For a positive integer n, two integers a and b are said to be congruent modulo m:

**a ≡ b (mod m)**

To be further:

`if `**a ≡ b (mod m), c ≡ d (mod m)**, then **a+c ≡ b+d (mod m)**

In the clock problem: **3 ≡ -9 (mod 12)**. Thus, **2+3 (mod 12) ≡ 2-9 (mod 12)**

Now, back to the two's complement, the basic priciples is the same. Consider two signed char variable:

```
char a = 127, b = -2;
printf("%d\n", a+b);
```

Here's the details:

```
a = (0)111 1111 b = (1)111 1110
a + b: (0)111 1111 + (1)111 1110 = (0)111 1101 = 125
```

The range of signed char is from **-128** to **127**. So the modulo is **256**. According to the congruent modulo theorem: **-2 ≡ 254 (mod 256)**, thus **127-2 (mod 256) ≡ 127+254 (mod 256) = 125**. If we look into the two's complement of **-2**, it equals to the value of **254** if we don't care about the sign bit.
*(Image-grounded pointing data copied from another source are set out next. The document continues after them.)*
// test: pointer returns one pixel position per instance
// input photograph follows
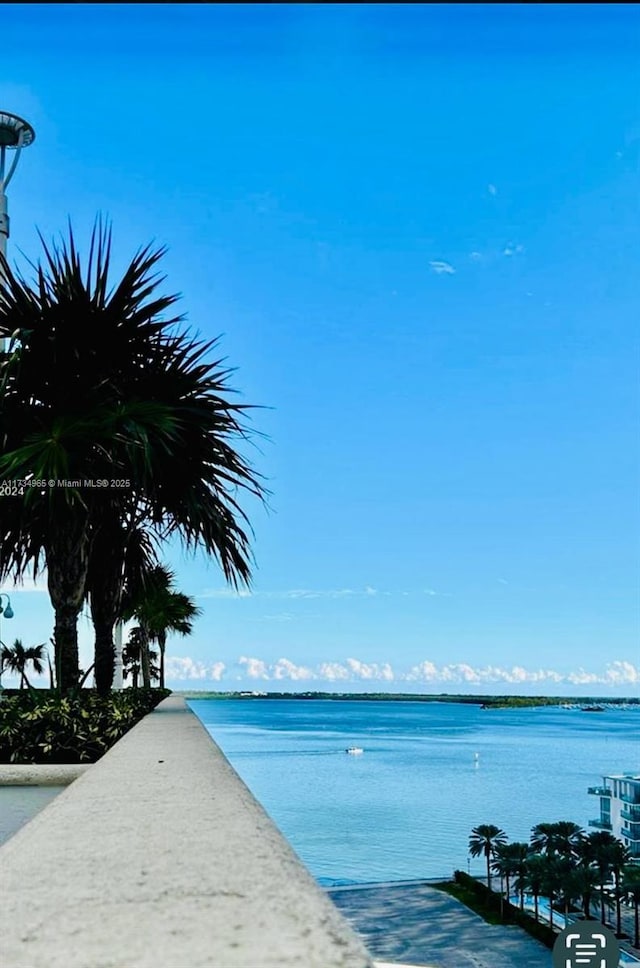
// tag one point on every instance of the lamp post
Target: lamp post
(117, 663)
(15, 134)
(7, 611)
That is to say, the two's complement of a negative number equals to a positive number that has congruent modulo with range of variable type.

**Carry out From MSB and Overflow**

Before looking at the rest of this section, a clarification need to be put forward first. An **Overflow** means in arithmetic caculation between fix point numbers, the result exceeds the range of this data type could represent. For example, when adding two signed char variables, both **127 + 1** and **-128 + (-1)** mean overflow. An **Underflow** means in float point number calculations, the result exceeds the smallist number that data type could represent.

**No Overflow**

Let's recall the previous case:

```
char a = 127, b = -2;
printf("%d\n", a+b);
```

```
0111 1111 (127)
+ 1111 1110 ( -2)
------------------
1 0111 1101 (125) MSB carry out, discarding the overflow bit
```

When they adds, the Most Significant Bit (sign bit) carries out. In this case, bit carry into MSB was 1 and bit carry out from MSB was also 1. Thus, there's no overflow in this case.

**Overflow**

Now let's see what happens to MSB when there's an overflow:

```
char a = 127, b = 1;
printf("%d\n", a+b);
```

```
0111 1111 ( 127)
+ 0000 0001 ( 1)
------------------
1000 0000 (-128) no MSB carry out
```

When they adds, Most Significant Bit (sign bit) doesn't carry out. In this case, bit carry into MSB was 1 and bit carry out from MSB was 0. Thus, there's an overflow in this case. Note that in this case, according to the congruent formula I just illustrated, **-128 ≡ 128 (mod 256)**. So the result is **-128** instead of **128**.

Let's see another example when there's an overflow:

```
char a = -128, b = -1;
printf("%d\n", a+b);
```

```
1000 0000 (-128)
+ 1111 1111 ( -1)
------------------
1 0111 1111 ( 127) MSB carry out, discarding the overflow bit
```

When they adds, Most Significant Bit (sign bit) carries out. In this case, bit carry into MSB was 0 and bit carry out from MSB was 1. Thus, there's an overflow in this case. Similarly, **-129 ≡ 127 (mod 256)**. So the result is **127** instead of **-129**.